I would like to understand why NonNull is not Send, but AtomicPtr is and Unique is.
I know that the issue of NonNull vs Unique is the aliasing. But I don't know how AtomicPtr prevents aliasing. And I don't understand quite well why aliasing of pointers is bad when sending it to another threads. But, remember, atomicity of AtomicPtr is only useful when we have &AtomicPtr<T> or Arc<AtomicPtr<T>> or something similar.

Given *mut T is !Send, it makes sense for NonNull<T> to also be !Send - it just adds an "assertion" that the ptr is not null, but is otherwise analogous to *mut T. Aliasing doesn't come into play with NonNull<T> any more than with *mut T, which is to say aliasing doesn't apply at all here because these are raw pointers. *mut T isn't Send mostly as a lint - author should pause and think of the implications of sending the raw ptr.

Unique<T> also has a non-null raw ptr around it, but this type is a basic primitive to build runtime ownership checks. It's also intended to store raw ptrs to Rust types, whereas NonNull is more general - it can wrap a FFI ptr.

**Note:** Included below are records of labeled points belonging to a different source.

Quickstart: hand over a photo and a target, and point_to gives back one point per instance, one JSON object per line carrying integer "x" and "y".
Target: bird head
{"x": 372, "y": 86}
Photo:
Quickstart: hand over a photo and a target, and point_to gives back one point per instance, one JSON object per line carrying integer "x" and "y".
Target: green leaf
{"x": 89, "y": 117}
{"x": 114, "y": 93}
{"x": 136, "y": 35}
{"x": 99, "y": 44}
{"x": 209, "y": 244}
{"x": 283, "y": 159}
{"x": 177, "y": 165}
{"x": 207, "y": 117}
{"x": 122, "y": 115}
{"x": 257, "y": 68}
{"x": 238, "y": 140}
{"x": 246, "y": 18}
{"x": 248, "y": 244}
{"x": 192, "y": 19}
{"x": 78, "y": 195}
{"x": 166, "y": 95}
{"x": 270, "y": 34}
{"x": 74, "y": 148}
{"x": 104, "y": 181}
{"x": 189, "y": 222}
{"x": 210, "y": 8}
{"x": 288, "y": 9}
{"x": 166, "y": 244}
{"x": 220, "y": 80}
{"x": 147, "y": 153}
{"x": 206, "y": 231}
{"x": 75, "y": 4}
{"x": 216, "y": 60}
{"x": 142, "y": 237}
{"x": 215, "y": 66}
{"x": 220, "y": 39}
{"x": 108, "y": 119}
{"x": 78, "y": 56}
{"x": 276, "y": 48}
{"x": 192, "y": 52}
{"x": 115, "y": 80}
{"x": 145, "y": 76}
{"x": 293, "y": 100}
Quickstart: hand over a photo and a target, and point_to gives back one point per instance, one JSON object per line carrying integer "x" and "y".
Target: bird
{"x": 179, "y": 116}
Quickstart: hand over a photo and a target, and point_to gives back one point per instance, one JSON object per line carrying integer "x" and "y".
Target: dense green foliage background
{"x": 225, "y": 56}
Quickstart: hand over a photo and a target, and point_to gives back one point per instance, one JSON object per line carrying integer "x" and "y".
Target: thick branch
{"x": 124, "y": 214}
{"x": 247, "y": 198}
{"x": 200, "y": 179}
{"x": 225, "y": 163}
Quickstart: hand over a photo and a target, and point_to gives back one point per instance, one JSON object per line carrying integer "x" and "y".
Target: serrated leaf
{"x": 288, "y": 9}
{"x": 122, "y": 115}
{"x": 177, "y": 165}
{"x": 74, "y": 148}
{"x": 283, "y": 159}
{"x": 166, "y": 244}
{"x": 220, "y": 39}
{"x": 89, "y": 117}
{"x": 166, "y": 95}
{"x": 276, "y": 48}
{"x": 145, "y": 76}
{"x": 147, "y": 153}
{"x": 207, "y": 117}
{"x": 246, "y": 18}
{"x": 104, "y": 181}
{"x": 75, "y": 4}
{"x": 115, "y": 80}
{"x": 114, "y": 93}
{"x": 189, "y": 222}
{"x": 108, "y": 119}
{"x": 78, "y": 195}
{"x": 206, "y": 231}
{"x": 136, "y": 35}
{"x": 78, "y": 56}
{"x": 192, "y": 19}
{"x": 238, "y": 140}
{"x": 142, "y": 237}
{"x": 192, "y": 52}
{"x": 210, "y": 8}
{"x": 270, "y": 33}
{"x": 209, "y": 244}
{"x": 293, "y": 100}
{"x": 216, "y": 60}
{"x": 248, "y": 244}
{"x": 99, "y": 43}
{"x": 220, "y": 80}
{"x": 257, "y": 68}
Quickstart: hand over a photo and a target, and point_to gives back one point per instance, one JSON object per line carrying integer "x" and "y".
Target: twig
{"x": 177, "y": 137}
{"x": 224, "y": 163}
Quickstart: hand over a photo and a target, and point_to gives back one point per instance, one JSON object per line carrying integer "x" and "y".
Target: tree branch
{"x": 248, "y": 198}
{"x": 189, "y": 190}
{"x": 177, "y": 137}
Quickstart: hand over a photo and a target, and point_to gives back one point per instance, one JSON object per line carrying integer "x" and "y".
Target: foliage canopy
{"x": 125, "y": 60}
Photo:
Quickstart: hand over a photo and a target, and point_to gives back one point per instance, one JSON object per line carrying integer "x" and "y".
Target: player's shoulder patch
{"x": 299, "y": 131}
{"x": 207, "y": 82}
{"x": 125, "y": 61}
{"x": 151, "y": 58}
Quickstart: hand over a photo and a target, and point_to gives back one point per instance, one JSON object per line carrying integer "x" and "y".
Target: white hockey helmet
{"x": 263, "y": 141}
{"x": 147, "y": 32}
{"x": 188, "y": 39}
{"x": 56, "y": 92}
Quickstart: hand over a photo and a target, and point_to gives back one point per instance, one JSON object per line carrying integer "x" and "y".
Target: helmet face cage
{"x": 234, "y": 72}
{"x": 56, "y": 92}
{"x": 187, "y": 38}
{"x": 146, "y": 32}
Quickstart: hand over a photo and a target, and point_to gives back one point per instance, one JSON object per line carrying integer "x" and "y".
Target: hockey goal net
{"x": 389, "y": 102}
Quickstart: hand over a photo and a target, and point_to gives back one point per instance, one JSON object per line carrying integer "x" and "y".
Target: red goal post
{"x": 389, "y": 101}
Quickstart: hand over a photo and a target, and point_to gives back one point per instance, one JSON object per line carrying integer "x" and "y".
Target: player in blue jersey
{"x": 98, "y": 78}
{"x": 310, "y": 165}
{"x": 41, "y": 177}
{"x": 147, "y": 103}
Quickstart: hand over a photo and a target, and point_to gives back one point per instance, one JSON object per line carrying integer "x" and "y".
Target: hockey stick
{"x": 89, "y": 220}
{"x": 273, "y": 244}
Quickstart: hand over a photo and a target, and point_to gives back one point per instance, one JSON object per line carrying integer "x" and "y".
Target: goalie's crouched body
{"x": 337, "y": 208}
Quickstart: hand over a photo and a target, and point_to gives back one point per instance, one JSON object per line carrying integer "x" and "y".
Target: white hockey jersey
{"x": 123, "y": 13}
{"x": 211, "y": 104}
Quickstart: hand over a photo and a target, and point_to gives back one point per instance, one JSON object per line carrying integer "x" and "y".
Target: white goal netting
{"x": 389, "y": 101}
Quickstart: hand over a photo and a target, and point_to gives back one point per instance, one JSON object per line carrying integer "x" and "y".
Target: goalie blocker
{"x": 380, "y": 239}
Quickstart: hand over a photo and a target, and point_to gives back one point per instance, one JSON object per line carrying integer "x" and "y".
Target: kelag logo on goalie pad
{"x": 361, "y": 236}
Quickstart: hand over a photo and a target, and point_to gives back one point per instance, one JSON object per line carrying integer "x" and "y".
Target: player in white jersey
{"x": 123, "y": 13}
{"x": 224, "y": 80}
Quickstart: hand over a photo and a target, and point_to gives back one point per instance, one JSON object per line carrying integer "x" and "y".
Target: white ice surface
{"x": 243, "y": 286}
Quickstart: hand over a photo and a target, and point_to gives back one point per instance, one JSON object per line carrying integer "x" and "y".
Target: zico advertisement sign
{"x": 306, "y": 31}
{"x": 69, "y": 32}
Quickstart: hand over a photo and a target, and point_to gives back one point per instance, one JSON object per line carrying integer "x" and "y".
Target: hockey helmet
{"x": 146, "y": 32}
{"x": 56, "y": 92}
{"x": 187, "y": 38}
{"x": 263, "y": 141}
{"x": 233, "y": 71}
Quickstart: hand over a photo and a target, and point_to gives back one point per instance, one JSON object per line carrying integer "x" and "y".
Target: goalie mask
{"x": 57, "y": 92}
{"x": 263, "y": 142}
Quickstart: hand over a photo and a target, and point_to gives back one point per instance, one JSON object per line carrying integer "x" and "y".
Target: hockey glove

Ok, but... Why is AtomicPtr Send? I mean, it is just an wrapper for atomic loading and storing a memory address, and not the memory inner value, right? Loading and storing an AtomicPtr uses a *mut T.

It would be useless if it weren't Send (or Sync for that matter). Like Unique<T>, it's also intended to store Rust types internally. It also, of course, adds the atomic operations.

So while these 3 all have a *mut T inside, I think their intended semantics and use cases are different. And given that *mut T is not Send by default, whenever you define a type that wraps one you need to decide whether Send is applicable. I suspect NonNull<T> only wants to ascribe the non-nullness aspect, and nothing else.

But this is just my interpretation.

Maybe I am focusing too much in NonNull. My question is about both raw and NonNull. What I mean is: it is very easy to alias an AtomicPtr:

let mut x = 5;
let p = AtomicPtr::new(&mut x as *mut _);
let q = AtomicPtr::new(p.load(SeqCst));

Yeah, it's a low-level API meant more of as a building block. Not only can you end up creating aliases, but you can also send it to another thread and end up pointing at a bogus memory location if this thread moves on or exits.

You can think of it like Unique, which you can also use to obtain raw ptrs and create aliases. The idea is higher-level code builds on top of it, and ensures that Rust's aliasing violations (i.e. once references are formed from the raw ptr) are not encountered. AtomicPtr is similar except it also gives you atomic operations that you can leverage while building the higher level APIs.